Blink Miriam H. Harrison
when the universe first
looked at me, I
couldn’t help
but stare
.
there was beauty, but
also
fear—the dark pull
of possibility, of
discovery
or death
.
even now I hold
its gaze, unsure
which of us
will blink first
The Ball of Hell Harrison Kim
A hard soul ball falling, inside tumble the thousands of sinners who died today, this grey ball drops like a bead freed from a necklace, tumbling down the neck of a Saint gone rogue, a shimmery round hollow sphere carried through the burning skin of Mephistopheles, through the weakening epidermal layers of his tortured frame, as an opening from the cursed red god of flame bursts from the fallen angel’s constantly resurrecting body…. What should we call the substance of this body…forever igniting, recreated over and over to burn again? The never-ending evil? Molten immortal flesh? The sun itself? No matter. All we know, the substance is timeless. Through today’s new hole its molten fire flows. Here crashes the soul ball, lodging deep inside, as far inside as possible, within the heat and power of the fallen, liquid devil. Inside the roiling core of that body, the ball expands, grows before the heat. Against its smooth glowing walls, the immortal souls of the thousands of sinners vaporize, their substance absorbed within the hard skin that bounds the inside of the ball. Then every single soul splits in atomic explosion, soul nuclei shot apart within the glow of hell, souls expanding and bursting, exploding forth from the curve of the sphere, their gaping mouths parting, then closing, thrown out and sucked back again and again by the devil possessed ball, making not a sound for sound is too slow, a scream will never be heard over Satan’s tortured roar, molten forever in burning. “When will the ball itself break apart to free these sinners?” one may ask. One may also ask the question, “When will these souls find mercy?” God only knows this answer, but perhaps when the sun itself flares out, that will be the end.

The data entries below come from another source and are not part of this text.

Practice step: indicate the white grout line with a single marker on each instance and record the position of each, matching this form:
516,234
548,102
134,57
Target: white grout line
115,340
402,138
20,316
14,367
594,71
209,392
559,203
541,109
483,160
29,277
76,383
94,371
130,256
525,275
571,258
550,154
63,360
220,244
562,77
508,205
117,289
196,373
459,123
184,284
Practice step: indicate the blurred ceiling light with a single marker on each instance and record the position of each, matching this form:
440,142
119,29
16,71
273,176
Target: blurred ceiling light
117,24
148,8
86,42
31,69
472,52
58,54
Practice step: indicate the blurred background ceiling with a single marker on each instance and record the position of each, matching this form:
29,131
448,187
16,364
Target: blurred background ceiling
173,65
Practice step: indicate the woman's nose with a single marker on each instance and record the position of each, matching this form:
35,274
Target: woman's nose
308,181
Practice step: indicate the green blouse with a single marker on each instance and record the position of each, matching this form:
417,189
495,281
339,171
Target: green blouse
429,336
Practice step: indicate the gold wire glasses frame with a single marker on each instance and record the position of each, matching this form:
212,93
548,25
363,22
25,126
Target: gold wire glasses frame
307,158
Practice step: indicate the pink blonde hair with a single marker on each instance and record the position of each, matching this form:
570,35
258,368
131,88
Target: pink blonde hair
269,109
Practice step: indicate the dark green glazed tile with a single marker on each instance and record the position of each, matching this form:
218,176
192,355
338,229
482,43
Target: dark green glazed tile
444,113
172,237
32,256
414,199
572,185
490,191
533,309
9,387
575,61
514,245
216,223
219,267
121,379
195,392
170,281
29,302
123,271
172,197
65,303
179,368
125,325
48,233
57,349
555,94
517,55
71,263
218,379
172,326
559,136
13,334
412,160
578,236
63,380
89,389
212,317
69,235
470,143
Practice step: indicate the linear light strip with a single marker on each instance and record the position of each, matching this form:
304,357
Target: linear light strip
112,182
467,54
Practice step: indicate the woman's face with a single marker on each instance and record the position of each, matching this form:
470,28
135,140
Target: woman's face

The Light of Conscience Louise Worthington
The beak of conscience nosed its way into Thomas’ consciousness and prized open an aperture in his obsidian soul. Alien, molten light poured into the dark hole. Parched of goodness, his dry mouth was prized open by the invisible force of morality, and amniotic light poured inside.
Everything was different. In the cinder rock around him, he read his heinous crimes, and while isolation had served him well, Thomas writhed and twisted in his cell because there was nothing and no one to distract him from his echoing thoughts.
His regret for murdering his wife and unborn child came like the sun on snow. More crystallised light illuminated their ghosts, watching him from within his solitary cell. Unable to withstand the scorching light and accusatory gazes a moment longer, Thomas gouged out his eyeballs and, holding them in a fist, imagined the darkness growing around them like a face, letting him rest.